Das ArG ist grundsätzlich auf alle Betriebe anwendbar. Auf bestimmte Gruppen von Arbeitnehmenden sind aber aufgrund ihrer beruflichen Tätigkeit auch andere Gesetzesbestimmungen anwendbar. Dies trifft auf die berufsmässigen Motorfahrzeugführer zu.
Um die einheitliche Anwendung der Gesetzesbestimmungen zu garantieren, sind die nachfolgenden Grundsätze zu befolgen:
Das ArG ist grundsätzlich auf alle Betriebe anwendbar. Die Bestimmungen des ArG haben zwingenden Charakter und stellen Minimalvorschriften dar.
Auf bestimmte Gruppen von Arbeitnehmenden sind aber aufgrund ihrer beruflichen Tätigkeit auch andere Gesetzesbestimmungen anwendbar. Dies trifft auf die berufsmässigen Motorfahrzeugführer zu. Gestützt auf Art. 56 SVG hat der Bundesrat die Kompetenz, die Arbeits- und Präsenzzeit für diese Kategorie von Arbeitnehmenden zu regeln. Der Bundesrat hat davon Gebrauch gemacht mit dem Erlass der ARV 1 und ARV 2.

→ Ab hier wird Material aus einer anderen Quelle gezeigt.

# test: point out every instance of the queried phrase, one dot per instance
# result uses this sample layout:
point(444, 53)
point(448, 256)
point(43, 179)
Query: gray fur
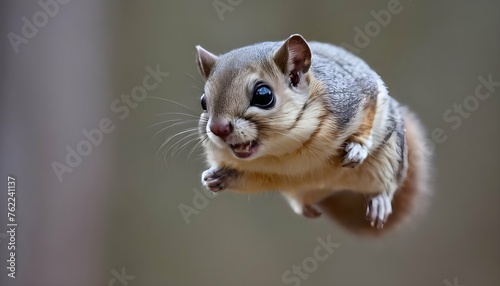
point(346, 78)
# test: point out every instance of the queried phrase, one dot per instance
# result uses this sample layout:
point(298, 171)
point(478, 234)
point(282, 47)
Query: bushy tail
point(411, 199)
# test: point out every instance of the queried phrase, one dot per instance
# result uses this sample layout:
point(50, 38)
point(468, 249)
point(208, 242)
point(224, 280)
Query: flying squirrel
point(315, 123)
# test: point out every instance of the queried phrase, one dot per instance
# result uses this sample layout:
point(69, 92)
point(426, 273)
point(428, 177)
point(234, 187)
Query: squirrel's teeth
point(244, 147)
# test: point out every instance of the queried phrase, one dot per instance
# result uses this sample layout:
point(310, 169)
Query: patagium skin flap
point(316, 123)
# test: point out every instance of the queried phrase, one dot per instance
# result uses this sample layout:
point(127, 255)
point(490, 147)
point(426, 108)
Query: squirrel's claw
point(378, 210)
point(216, 179)
point(356, 153)
point(310, 211)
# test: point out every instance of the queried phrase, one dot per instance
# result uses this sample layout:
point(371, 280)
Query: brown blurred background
point(117, 212)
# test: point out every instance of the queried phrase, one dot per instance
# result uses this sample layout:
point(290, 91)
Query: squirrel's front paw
point(310, 211)
point(217, 179)
point(378, 210)
point(355, 154)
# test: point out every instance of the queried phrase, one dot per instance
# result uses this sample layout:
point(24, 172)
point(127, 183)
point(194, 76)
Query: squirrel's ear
point(294, 58)
point(206, 61)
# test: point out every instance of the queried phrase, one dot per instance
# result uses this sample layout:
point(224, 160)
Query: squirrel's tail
point(411, 199)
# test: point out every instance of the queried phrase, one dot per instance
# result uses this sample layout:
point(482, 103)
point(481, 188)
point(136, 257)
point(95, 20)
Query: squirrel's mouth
point(244, 150)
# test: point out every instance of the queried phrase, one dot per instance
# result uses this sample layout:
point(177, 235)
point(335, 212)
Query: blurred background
point(128, 212)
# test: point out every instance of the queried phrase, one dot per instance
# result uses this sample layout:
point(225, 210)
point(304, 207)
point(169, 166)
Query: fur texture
point(333, 137)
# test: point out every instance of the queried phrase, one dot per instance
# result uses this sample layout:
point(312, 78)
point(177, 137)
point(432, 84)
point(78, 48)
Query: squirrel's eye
point(203, 103)
point(263, 97)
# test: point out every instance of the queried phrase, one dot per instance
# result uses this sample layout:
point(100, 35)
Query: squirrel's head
point(255, 98)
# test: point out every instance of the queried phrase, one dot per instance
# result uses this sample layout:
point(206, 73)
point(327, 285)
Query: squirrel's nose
point(221, 128)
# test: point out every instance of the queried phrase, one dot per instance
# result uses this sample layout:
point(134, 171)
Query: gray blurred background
point(115, 219)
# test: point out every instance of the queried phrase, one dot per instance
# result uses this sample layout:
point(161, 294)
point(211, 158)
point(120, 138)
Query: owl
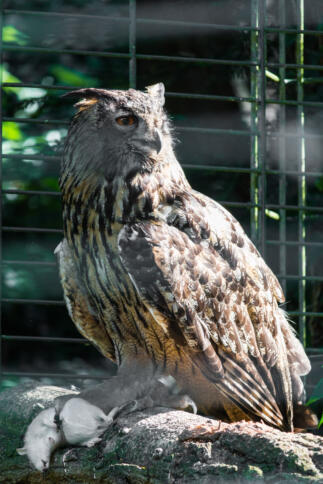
point(163, 280)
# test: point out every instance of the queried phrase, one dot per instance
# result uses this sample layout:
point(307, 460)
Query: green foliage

Art. 71 Bst. a ArG sieht deshalb einen expliziten Vorbehalt vor bezüglich der Sonderregelungen für berufsmässige Motofahrzeugführer:
Art. 71 Bst. a ArG:
- Vorbehalten bleiben insbesondere: die Bundesgesetzgebung (...) über die Arbeits- und Ruhezeit der berufsmässigen Motorfahrzeugführer.
Zusammenfassend kann festgehalten werden, dass die Bestimmungen des ArG anwendbar sind, soweit nicht in der ARV 1 oder ARV 2 im Rahmen der Delegation von Art. 56 SVG eine spezifische Regelung vorgesehen ist.
Seit dem 1.1.2012 befindet sich der folgende explizite Verweis in der ARV 1 und ARV 2:
Art. 1 Abs. 2 ARV 1/Art. 1 Abs. 2 ARV 2:
- Vorbehalten bleiben die Bestimmungen des Arbeitsgesetzes vom 13. März 1964, insbesondere die Bestimmungen über die Kompensation der Nachtarbeit.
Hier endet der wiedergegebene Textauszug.